It should be noted that PVI may assume distinct characteristics depending on the context (type of road, type of crosswalk, weather, and so on) but also on each agent, i.e., pedestrian and driver (age, gender, distraction, etc.) Therefore, the research focused on this subject has been mainly based on a microscopic level approach. In particular, micro-simulation has been applied and developed, considering that each unit (or agent) is represented by a record that contains a unique identifier and a set of associated attributes. A set of rules is applied to these units that leads to simulated changes in state and behavior.
Due to the relevance of this kind of study, some authors already conducted literature reviews in this field. Papadimitriou et al. [] in 2009 conducted a critical review and evaluation of the existing research on the behavior of pedestrians in urban areas focusing on two separate aspects, the choice of route and the behavior when crossing. Based on this review, the authors found the lack of a general and detailed consideration of pedestrian behavior along an entire trip in urban areas. Considering the literature review performed by Papadimitriou et al., it is possible to observe three studies that carried out a model of the crossing behavior of pedestrians taking into account the interaction with the vehicle. Although the review mentions the place where these interactions were observed in the studies, the characteristics of each of the models and the variables that were used for the analysis of the PVI by the authors were not described.

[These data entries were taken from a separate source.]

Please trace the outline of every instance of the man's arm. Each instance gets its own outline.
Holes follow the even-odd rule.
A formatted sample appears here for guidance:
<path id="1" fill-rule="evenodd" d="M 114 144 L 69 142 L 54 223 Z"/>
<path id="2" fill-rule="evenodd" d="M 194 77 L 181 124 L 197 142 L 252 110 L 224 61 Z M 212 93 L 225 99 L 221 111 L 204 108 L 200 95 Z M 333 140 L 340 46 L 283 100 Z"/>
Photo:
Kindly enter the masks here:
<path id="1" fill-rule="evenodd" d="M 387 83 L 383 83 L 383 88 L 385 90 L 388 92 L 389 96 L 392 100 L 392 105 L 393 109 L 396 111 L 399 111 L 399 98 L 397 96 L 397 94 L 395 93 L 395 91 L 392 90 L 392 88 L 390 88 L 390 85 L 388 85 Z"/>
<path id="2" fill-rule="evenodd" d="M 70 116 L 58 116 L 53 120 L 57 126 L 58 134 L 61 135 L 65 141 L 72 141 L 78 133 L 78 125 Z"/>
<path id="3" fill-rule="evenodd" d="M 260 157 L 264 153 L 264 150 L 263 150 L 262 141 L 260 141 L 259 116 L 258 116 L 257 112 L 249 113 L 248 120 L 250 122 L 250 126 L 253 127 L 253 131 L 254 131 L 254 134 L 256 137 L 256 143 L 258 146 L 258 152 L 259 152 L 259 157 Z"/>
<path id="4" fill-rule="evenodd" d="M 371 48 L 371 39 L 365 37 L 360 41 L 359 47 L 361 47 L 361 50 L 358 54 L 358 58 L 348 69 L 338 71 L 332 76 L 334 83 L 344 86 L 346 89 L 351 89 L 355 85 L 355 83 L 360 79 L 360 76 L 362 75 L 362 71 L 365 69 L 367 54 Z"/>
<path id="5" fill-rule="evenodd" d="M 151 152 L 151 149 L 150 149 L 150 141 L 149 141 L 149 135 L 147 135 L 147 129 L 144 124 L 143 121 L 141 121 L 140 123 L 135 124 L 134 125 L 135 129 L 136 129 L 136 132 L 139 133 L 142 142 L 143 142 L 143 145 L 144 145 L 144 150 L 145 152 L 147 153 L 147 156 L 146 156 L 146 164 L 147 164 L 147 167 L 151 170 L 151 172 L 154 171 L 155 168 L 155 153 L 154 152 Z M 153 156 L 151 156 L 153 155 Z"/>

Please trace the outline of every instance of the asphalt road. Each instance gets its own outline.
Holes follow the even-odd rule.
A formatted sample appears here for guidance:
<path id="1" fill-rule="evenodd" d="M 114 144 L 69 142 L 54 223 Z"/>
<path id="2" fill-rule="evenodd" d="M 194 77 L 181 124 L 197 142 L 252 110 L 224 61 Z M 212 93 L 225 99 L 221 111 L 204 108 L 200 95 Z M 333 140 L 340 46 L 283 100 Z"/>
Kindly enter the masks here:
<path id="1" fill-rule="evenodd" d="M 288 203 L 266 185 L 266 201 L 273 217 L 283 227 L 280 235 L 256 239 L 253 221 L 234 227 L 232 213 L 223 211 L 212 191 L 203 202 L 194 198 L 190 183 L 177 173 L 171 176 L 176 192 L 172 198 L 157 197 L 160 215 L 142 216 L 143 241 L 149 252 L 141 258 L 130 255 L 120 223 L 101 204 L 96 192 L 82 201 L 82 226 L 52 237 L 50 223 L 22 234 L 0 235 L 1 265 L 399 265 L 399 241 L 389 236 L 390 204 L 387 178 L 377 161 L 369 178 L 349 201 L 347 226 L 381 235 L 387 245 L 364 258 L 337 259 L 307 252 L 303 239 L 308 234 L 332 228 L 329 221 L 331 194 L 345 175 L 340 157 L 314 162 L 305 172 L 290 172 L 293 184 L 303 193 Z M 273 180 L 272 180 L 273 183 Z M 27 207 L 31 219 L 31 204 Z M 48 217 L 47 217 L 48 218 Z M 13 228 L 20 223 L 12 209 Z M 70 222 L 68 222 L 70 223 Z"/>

In addition, Mamidipalli et al. [] in 2015 performed a review of the analysis methods and approach for data collection and performance estimation for pedestrian crossing modeling and pedestrian-vehicle interaction. The authors concluded that there had been a broad interest in describing driver attitudes and pedestrian crossing behaviors. To obtain the data in these investigations, three different data collection techniques have been adopted, namely observational, instrumented vehicle, and driving/pedestrian simulator approaches. Regarding the PVI models, the authors mention several studies that have analyzed the pedestrian addressing its approach to the crosswalk, the crossing behavior, and the choice of the route.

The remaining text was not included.